Publicado originalmente na Cinética em Novembro de 2012.
Todo trabalhador das palavras é assombrado por palavras de outrem, por idéias lidas em páginas estrangeiras que, com o uso e a convivência diária, aos poucos se tornam inevitáveias às suas. Um trecho que me atormenta, e vira e mexe se coloca em meus textos, como se fosse impossível verbalizar certas impressões sem passar por ele, vem das “Seis Propostas para o Próximo Milênio”, de Ítalo Calvino. É um trecho que salta com facilidade das folhas impressas de papel para a tela do cinema: “A partir do momento em que um objeto comparece numa descrição, podemos dizer que ele se carrega de uma força especial, torna-se como o pólo de um campo magnético, o nó de uma rede de correlações invisíveis. O simbolismo de um objeto pode ser mais ou menos visível, mas existe sempre. Podemos dizer que numa narrativa um objeto é sempre um objeto mágico”.

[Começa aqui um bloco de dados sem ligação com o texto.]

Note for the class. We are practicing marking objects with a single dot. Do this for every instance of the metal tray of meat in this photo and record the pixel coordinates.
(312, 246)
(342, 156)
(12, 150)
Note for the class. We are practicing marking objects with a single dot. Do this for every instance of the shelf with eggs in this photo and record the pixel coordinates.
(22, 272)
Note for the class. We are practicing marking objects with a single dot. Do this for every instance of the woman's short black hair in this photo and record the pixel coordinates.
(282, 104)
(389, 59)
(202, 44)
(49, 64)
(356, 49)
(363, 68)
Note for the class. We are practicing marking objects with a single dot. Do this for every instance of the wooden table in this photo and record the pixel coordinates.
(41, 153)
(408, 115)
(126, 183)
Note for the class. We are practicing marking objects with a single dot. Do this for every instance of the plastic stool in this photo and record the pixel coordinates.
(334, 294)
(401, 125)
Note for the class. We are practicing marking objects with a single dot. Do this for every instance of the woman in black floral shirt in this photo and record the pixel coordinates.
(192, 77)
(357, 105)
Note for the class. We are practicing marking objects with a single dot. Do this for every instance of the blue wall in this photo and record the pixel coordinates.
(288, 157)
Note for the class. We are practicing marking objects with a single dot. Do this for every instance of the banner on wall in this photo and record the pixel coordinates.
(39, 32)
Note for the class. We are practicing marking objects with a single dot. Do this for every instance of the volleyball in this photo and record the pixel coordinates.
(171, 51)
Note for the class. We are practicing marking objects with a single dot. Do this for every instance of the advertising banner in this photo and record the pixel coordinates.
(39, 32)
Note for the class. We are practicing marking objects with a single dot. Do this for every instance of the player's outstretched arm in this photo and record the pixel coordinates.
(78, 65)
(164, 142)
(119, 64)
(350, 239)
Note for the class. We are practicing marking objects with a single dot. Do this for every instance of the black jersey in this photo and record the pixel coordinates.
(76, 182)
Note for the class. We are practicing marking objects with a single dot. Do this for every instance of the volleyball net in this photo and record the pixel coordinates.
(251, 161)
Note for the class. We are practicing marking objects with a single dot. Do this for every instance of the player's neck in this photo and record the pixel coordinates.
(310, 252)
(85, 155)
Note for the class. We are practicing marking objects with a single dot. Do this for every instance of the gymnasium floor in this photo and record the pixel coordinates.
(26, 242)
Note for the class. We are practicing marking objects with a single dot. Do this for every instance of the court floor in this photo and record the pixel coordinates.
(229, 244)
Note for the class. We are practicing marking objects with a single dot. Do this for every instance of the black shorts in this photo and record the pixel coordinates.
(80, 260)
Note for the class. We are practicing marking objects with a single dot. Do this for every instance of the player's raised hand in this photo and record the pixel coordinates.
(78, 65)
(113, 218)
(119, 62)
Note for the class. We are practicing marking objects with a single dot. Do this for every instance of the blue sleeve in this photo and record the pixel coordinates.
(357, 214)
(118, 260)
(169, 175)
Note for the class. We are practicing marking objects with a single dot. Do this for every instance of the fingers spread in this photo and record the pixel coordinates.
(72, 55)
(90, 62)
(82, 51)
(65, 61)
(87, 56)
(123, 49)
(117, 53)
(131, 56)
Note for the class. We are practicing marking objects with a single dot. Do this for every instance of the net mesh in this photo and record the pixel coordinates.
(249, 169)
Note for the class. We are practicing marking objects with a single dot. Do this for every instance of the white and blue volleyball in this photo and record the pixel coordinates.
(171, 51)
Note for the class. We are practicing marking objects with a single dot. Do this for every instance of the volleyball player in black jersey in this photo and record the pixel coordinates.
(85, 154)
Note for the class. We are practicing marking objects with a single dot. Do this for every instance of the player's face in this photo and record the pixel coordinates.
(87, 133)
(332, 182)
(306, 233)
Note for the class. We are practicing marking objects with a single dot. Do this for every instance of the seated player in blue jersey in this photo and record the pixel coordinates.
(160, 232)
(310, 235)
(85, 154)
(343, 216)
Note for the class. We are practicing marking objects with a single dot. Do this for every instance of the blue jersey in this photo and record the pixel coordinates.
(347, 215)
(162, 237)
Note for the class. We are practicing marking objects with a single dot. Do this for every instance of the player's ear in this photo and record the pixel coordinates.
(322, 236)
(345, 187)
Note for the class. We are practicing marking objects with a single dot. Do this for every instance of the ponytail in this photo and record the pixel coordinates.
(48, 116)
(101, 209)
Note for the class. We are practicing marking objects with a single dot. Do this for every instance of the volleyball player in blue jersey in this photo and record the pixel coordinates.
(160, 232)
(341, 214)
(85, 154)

Lançado em 2010, Foreign Parts, de Verena Pavel e J.P. Sniadecki, é um documentário filmado em 2008 e 2009 em Willets Point, triângulo de aço no coração do Queens, em Nova York, onde funcionam (ainda) cerca de 250 lojas e oficinas automotivas, que empregam cerca de 2000 pessoas. Com raras exceções, a mão de obra é essencialmente estrangeira – primordialmente hispânica, embora o filme ressalte a presença da comunidade judaica hassídica no local. Aos diretores, sobra a convicção wisemaniana de que, uma fez escolhido o lugar certo, basta uma câmera atenta e a ação do tempo para que ele se configure como espaço alegórico, e os objetos se tornem objetos mágicos. Em Foreign Parts, esse duplo registro permitido pelas imagens do filme aparece logo no título, igualmente referente às partes estrangeiras dos automóveis e ao próprio status de Willets Point dentro de Nova York e na vida das pessoas que ali trabalham. Tudo em Foreign Parts aparece imantado por essa dupla condição de espaço concreto e inevitável microcosmo. Ao mesmo tempo em que um relato sobre os pássaros que migram todo Verão para o estacionamento, e reproduzem ali antes de partirem novamente ganha contornos absolutamente alegóricos, vemos e ouvimos os pássaros cortando a imagem e solicitando o relato.
Fosse um universo escrito, criado, concebido, o Willets Point de Foreign Parts seria uma criação bretchiana. Mas a cada avião que corta o fora de campo rumo ao aeroporto de La Guardia sentimos a concretude da alegoria imposta pelo cotidiano, com o barulho das peças de metal arrastadas pelo chão, os cacos dos vidros estilhaçados dos carros empilhados, e a reluzente arena dos Mets, brilhando ao fundo como uma faceta nem sempre alcançável deste mesmo sonho americano. Se toda alegoria produz a virtualização do significado, não há olhos capazes de duvidar da concretude de um ferro velho, com suas poças de chuva e esgoto.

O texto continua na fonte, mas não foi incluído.